Nous ne saurons atteindre notre objectif commun, à savoir l’objectif Faim zéro, si les personnes vulnérables sont laissées pour compte. Dans les pays en proie à des situations d’urgence complexes, qui comptent souvent parmi les plus grandes crises alimentaires du monde, intensifier les investissements dans l’agriculture pour répondre aux besoins humanitaires de première ligne permet non seulement de sauver des vies et de protéger les moyens de subsistance à court terme, mais aussi de jeter les bases d’un redressement et d’une résilience futurs. À ces actions doivent s’ajouter les efforts liés au développement, de même qu’il faut s’engager auprès des acteurs de la paix et du climat afin de garantir une transformation durable des systèmes agroalimentaires.
La FAO jouit d’une expérience de plusieurs décennies en matière de programmes humanitaires et de programmes de développement. Grâce à ses interventions axées sur le renforcement de la résilience, la FAO s’attaque simultanément aux risques et aux vulnérabilités multiples auxquels sont confrontées les populations, répond aux besoins humanitaires immédiats et permet à ces populations d’être mieux préparées et d’être plus aptes à résister au prochain choc ou à la prochaine situation de stress.

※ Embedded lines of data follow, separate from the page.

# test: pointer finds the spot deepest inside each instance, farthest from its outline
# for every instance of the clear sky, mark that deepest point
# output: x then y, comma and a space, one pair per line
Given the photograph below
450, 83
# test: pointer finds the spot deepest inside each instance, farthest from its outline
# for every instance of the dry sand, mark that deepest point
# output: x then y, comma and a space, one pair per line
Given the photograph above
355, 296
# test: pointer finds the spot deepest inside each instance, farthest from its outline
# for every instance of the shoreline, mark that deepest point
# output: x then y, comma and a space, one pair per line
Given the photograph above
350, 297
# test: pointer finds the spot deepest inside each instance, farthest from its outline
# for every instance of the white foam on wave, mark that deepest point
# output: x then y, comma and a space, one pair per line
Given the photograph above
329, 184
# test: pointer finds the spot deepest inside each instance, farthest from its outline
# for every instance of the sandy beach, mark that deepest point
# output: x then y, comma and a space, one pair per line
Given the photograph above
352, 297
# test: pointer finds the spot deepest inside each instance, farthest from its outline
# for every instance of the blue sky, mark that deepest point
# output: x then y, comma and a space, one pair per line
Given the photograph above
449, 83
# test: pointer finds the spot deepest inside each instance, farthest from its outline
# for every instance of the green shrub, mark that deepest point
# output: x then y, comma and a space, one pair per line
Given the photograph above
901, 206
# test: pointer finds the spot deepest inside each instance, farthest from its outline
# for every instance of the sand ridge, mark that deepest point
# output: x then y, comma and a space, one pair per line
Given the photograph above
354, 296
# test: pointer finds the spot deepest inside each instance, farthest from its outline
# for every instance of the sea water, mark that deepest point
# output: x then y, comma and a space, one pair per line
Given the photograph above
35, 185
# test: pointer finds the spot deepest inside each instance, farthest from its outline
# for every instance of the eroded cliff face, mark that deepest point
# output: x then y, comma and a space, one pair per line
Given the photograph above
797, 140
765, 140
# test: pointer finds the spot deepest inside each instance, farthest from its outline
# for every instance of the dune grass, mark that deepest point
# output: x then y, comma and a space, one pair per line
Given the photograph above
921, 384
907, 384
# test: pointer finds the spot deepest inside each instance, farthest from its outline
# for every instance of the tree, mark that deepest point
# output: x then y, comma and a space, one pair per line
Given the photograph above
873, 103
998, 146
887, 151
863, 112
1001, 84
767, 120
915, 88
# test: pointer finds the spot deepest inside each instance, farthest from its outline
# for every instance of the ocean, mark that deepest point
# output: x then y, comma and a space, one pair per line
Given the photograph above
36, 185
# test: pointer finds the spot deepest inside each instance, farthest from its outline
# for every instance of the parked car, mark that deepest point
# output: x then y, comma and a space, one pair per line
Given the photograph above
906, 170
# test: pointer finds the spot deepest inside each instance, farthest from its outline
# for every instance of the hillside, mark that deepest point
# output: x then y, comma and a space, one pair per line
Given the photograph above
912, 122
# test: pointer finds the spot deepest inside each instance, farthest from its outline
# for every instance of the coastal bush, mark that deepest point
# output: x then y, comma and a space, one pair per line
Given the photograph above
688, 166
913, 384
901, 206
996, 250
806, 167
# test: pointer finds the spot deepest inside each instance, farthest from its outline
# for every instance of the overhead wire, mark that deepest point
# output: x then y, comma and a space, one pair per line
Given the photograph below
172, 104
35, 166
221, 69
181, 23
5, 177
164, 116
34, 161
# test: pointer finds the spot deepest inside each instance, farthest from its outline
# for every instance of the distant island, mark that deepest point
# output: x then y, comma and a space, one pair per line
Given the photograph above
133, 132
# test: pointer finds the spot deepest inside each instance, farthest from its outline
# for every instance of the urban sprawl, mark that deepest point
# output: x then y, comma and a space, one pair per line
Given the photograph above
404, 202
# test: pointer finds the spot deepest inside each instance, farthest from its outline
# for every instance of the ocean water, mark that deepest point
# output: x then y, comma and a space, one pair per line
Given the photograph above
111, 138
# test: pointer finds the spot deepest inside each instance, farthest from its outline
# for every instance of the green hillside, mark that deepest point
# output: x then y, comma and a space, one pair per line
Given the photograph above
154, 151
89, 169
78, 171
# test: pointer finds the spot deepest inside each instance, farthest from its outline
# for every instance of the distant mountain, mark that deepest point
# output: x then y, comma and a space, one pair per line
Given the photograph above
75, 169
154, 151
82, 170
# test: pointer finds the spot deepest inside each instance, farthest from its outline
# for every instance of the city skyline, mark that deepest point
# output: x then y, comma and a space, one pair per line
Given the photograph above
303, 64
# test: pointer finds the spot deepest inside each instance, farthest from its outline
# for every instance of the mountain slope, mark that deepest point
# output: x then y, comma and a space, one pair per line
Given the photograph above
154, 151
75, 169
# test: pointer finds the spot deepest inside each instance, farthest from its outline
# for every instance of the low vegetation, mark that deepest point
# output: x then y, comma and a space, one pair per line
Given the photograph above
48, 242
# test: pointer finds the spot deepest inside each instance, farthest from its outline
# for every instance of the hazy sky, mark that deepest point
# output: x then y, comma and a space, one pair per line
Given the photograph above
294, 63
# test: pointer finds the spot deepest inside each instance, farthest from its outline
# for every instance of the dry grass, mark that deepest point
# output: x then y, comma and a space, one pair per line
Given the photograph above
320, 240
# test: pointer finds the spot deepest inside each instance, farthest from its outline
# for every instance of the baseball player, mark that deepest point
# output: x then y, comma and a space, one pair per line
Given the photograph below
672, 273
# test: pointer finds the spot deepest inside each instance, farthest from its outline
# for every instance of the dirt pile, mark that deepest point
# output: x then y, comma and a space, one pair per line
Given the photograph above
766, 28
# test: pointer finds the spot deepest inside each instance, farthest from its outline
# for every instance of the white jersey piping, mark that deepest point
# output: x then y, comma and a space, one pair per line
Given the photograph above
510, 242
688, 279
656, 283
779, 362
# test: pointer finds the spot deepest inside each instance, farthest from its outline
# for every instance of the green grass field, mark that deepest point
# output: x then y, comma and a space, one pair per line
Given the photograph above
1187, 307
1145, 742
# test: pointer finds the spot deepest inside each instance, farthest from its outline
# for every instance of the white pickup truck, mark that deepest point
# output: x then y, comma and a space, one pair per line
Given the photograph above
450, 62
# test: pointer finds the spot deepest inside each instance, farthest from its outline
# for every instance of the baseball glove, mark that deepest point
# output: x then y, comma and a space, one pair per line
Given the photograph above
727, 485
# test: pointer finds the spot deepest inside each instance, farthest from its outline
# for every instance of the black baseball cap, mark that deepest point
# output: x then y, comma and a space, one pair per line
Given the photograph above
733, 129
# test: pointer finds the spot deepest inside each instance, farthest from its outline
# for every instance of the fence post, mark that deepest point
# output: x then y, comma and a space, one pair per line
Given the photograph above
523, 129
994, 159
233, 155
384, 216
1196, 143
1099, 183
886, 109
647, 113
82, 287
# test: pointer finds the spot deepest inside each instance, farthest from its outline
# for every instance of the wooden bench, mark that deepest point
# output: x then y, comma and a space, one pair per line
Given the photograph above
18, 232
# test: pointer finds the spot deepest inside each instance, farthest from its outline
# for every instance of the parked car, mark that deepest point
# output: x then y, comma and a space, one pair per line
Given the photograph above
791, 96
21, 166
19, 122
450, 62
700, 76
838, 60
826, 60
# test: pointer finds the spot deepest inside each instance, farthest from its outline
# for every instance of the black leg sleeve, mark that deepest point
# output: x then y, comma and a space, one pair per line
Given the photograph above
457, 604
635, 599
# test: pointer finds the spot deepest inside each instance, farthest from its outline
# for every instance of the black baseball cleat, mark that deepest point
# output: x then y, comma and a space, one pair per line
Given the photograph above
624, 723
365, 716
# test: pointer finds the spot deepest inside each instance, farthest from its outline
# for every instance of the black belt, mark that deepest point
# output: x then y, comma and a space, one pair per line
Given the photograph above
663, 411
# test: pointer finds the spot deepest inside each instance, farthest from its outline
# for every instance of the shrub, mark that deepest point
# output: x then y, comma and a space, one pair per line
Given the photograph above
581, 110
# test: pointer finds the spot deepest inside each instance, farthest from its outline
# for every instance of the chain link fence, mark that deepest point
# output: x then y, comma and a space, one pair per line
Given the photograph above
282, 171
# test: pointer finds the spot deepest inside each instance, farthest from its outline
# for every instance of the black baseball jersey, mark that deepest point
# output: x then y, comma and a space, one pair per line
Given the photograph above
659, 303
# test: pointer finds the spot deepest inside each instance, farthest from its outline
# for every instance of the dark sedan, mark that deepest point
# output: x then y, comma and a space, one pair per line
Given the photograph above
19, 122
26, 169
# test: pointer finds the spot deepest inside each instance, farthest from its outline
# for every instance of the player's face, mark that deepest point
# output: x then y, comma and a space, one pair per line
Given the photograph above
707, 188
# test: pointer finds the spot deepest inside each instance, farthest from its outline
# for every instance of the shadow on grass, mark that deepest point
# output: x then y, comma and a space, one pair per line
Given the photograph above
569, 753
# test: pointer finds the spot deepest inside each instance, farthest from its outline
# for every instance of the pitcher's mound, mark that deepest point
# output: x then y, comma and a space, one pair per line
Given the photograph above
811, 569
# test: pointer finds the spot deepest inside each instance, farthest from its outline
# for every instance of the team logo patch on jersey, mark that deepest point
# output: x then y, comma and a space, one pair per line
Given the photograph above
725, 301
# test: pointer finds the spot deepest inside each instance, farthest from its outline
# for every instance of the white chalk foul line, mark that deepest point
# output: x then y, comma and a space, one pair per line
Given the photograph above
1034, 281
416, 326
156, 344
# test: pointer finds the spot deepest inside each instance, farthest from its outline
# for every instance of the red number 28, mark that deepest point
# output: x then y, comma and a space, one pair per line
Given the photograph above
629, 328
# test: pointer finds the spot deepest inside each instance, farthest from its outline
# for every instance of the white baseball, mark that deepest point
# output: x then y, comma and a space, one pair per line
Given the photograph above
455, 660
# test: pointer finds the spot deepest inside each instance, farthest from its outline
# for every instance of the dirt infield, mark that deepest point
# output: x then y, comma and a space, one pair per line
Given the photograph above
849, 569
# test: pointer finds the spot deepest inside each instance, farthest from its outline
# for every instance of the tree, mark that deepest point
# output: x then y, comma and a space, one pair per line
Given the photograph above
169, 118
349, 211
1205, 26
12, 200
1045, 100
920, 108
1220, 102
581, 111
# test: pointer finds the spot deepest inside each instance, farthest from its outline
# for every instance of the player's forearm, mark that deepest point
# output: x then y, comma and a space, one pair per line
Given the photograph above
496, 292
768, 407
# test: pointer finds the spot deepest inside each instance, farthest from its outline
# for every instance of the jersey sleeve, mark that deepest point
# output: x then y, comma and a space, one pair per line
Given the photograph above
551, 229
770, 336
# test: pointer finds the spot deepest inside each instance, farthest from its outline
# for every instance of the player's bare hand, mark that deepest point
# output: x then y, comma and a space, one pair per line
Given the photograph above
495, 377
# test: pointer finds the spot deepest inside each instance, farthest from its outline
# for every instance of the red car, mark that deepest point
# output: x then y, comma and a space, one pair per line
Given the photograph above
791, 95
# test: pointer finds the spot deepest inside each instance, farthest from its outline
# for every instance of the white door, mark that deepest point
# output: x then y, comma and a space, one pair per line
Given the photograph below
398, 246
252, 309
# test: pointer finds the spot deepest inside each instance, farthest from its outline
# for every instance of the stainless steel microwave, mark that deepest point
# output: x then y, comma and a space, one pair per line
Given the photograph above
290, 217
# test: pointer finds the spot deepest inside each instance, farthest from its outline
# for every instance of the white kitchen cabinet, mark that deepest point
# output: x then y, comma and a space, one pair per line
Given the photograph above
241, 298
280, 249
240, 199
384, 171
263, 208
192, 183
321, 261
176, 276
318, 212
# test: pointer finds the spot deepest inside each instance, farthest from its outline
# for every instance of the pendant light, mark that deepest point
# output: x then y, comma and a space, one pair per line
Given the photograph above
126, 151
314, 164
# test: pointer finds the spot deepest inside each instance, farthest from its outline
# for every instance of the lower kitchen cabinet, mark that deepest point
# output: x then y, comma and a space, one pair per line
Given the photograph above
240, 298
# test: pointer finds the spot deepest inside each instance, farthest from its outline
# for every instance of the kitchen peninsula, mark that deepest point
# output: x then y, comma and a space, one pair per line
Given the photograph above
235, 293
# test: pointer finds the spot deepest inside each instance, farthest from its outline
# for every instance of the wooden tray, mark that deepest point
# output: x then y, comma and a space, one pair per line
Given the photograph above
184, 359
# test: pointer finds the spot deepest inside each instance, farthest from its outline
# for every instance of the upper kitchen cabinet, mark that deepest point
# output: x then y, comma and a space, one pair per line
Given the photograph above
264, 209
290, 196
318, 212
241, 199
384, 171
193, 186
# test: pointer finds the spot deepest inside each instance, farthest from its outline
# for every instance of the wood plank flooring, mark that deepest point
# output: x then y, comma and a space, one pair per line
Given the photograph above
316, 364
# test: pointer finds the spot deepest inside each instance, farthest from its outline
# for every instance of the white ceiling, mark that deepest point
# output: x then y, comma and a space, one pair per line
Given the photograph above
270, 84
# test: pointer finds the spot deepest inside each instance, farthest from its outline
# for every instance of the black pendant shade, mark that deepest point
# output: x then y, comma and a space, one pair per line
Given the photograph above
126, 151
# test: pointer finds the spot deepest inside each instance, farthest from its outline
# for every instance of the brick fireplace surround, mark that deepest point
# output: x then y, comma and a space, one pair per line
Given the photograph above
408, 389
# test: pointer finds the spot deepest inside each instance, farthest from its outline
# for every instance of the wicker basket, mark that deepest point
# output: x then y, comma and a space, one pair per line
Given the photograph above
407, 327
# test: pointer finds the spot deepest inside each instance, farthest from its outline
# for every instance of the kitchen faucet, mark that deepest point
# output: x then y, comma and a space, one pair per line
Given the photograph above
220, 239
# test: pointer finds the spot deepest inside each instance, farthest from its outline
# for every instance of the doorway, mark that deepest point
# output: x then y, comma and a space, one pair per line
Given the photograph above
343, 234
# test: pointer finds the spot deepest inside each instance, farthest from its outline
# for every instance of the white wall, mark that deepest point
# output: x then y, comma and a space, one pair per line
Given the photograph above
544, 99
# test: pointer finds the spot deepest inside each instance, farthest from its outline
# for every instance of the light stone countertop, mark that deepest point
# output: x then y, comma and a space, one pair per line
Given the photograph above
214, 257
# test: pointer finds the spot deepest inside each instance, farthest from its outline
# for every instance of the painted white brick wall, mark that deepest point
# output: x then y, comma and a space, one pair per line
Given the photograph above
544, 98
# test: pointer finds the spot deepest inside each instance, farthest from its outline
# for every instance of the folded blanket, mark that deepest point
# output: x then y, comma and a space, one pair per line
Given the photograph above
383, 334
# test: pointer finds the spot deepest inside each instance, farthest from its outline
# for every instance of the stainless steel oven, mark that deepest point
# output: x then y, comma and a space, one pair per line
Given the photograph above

Une solidarité et une coopération accrues entre les pays et les régions sont aussi des facteurs déterminants à même d’éradiquer la faim, de mettre fin à l’insécurité alimentaire et de garantir la durabilité. Nous devons œuvrer ensemble de manière efficiente, efficace et cohérente. La paix est un impératif absolu pour réaliser nombre de ces solutions, dans lesquelles tout le monde trouve son compte.
La FAO continuera d’aider les pays à collaborer étroitement avec les organisations internationales, le milieu universitaire, le secteur privé, la société civile, les institutions financières internationales et toutes les parties prenantes concernées, dans le cadre de plusieurs initiatives telles que l’Initiative Main dans la main. La FAO est résolue à prêter appui aux membres de la région pour l’élaboration et la mise en œuvre des politiques dont ils ont besoin pour que la production augmente de manière inclusive et que la sécurité alimentaire soit garantie pour tous.
La trente-sixième session de la Conférence régionale de la FAO pour le Proche-Orient, qui commence cette semaine, sera l’occasion pour les ministres de l’Agriculture de la région de se rencontrer à Bagdad (les 7 et 8 février) afin de débattre des défis et des priorités, de s’engager à prendre des mesures pour transformer les systèmes agroalimentaires en vue de la concrétisation des objectifs de développement durable.
La Conférence régionale marque une étape importante vers la mise en œuvre du Cadre stratégique 2022-2031 de la FAO, qui vise à garantir une meilleure production, une meilleure nutrition, un meilleur environnement et de meilleures conditions de vie pour tous, sans laisser personne de côté.
M. Qu Dongyu est le directeur général de la Food and Agriculture Organisation (FAO), créée en 1945, pour l'alimentation, dans son sens le plus large, qui inclut notamment l'agriculture, les forêts, les pêches et les industries se rattachant directement à l'alimentation.